Warner died in obscure circumstances in the early days of December 1853, and was buried in Brompton cemetery, west London, on the 10th. He left a widow and seven children.

Claimed inventions

From 1830 to the date of his death Warner pressed claims for two inventions. These were the "invisible shell", and the "long range", possibly a balloon fitted to drop the "invisible shells" automatically: it emerged eventually that Warner had secretly set up an unsuccessful trial with Charles Green and an unmanned balloon. A demonstration of 1841 on a lake in Essex saw a boat blown up, watched by a group including Sir Robert Peel.
Small committees were appointed to examine and experiment on these inventions, but Warner refused to show or in any way explain his secrets till he was assured of the payment of £200,000 for each. In 1842 a committee of Sir Thomas Byam Martin and Sir Howard Douglas questioned Warner. He stated that his father was William Warner, who in 1812 had owned and commanded the Nautilus, hired by the government for covert work in espionage; that he himself had served with his father in the Nautilus, and had, towards the end of the Napoleonic Wars, by means of his invention, destroyed two of the enemy's privateers. There was no verification and the account was marred by anachronisms.
At the same period Warner's claims were assessed by Lieutenant-Colonel Chalmer of the Royal Artillery, and Commander James Crawford Caffin.
A further demonstration in the English Channel off Brighton in 1844 showed a target vessel being towed at sea detonated at a signal.
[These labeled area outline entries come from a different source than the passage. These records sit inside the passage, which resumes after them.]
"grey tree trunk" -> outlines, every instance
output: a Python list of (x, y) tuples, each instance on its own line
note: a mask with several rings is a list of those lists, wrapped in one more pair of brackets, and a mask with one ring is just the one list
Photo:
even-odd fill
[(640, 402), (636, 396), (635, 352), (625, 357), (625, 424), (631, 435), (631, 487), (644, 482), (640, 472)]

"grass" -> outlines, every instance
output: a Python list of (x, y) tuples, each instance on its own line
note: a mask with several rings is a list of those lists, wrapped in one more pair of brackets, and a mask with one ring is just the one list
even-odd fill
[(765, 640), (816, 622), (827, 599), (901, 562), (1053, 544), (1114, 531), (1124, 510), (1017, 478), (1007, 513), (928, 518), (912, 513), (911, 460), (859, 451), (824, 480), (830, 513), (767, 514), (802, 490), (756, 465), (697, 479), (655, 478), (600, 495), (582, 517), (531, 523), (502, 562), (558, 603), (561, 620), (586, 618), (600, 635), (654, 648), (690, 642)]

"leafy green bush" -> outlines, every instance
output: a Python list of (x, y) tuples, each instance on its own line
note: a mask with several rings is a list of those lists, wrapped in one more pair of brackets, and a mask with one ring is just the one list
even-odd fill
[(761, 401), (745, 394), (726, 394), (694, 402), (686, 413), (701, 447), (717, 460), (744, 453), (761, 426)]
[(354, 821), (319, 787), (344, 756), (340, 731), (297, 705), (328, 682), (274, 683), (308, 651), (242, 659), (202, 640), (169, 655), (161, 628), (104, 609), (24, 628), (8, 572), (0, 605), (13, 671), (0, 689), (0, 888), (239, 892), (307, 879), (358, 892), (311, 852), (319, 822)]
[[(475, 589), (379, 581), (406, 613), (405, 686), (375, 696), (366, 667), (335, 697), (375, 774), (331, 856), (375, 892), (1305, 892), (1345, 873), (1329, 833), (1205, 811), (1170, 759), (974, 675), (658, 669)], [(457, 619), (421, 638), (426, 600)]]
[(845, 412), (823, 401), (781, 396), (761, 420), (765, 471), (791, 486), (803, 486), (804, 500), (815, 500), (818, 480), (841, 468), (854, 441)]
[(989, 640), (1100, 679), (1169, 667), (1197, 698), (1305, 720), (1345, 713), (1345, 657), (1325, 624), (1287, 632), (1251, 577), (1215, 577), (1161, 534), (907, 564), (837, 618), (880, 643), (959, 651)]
It was well attended, but left unresolved the value of what had been seen.
In 1852 the matter was again brought up in the House of Lords, on 14 May, and a committee was appointed to inquire into it. A week later, on 21 May, the Duke of Wellington intervened, pointing out that the inquiry was one of a scientific nature, and that it had been entrusted to the Ordnance Department. With this the matter appears to have been dropped. The committee never reported.